PDP etc. could hardly have arrived at a more propitious moment, for in this issue TIME presents a special 15-page section entitled "The Computer Society." The report explains just how the world of electronic sorcery works, and examines its impact on our daily lives. To make such a complicated technical phenomenon understandable, a team of six correspondents, five writers, four reporter-researchers and three photographers spent a month interviewing scientists, visiting manufacturing plants and trying out the newest and most exciting computerized products.

"Computers are already in our homes and offices. They help us figure our income taxes and play games with us," says Senior Editor Leon Jaroff, who directed the project. "The computer age has arrived." Indeed, computers are now as much a part of TIME as typewriters.

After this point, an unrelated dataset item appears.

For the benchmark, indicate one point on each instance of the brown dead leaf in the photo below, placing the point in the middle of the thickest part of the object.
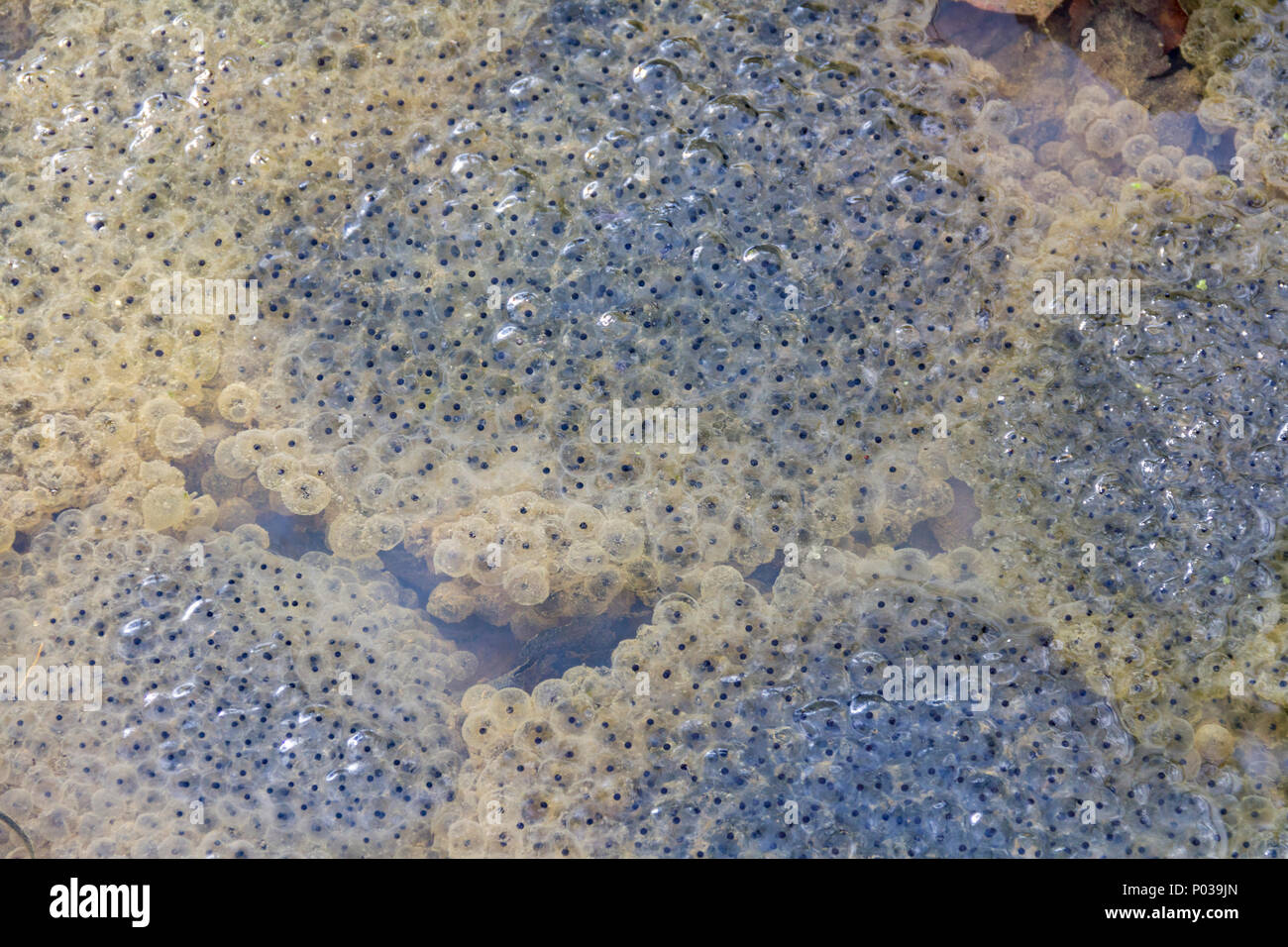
(1020, 8)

Jaroff, who holds degrees in electrical engineering and mathematics from the University of Michigan, edited the stories on a video display terminal, part of our elaborate copy processing system. In 1967, TIME was one of the first magazines to set copy with a computer. Today our improved system also handles the other Time Inc. publications (FORTUNE, MONEY, PEOPLE, SPORTS ILLUSTRATED), cutting processing time by 75% or more compared to older methods.

Not only is Time Inc.'s computer nimble, it is enterprising.

Using an electronic "dictionary," which it scans in a fraction of a second, the system can figure out how to break almost any word up to and including the 14-syllable supercalifragilisticexpialidocious. It can set type in any one of Time Inc.'s own 127 fonts, tailor-fit copy to a layout, and draw in boxes and assorted lines. Finally, at the rate of a page every 15 seconds, the system can whisk the whole magazine to our printers in Chicago via telephone wires. TIME will soon acquire yet another computerized device--a Videocomp machine that will enable our editorial staff in New York to see almost exactly how every page will look in the magazine before it is sent off to the printers.

But for all their ingenuity, TIME'S electronic machines still lack the human touch--the skills of writing, editing and analyzing that are really responsible for this week's look at the Computer Society.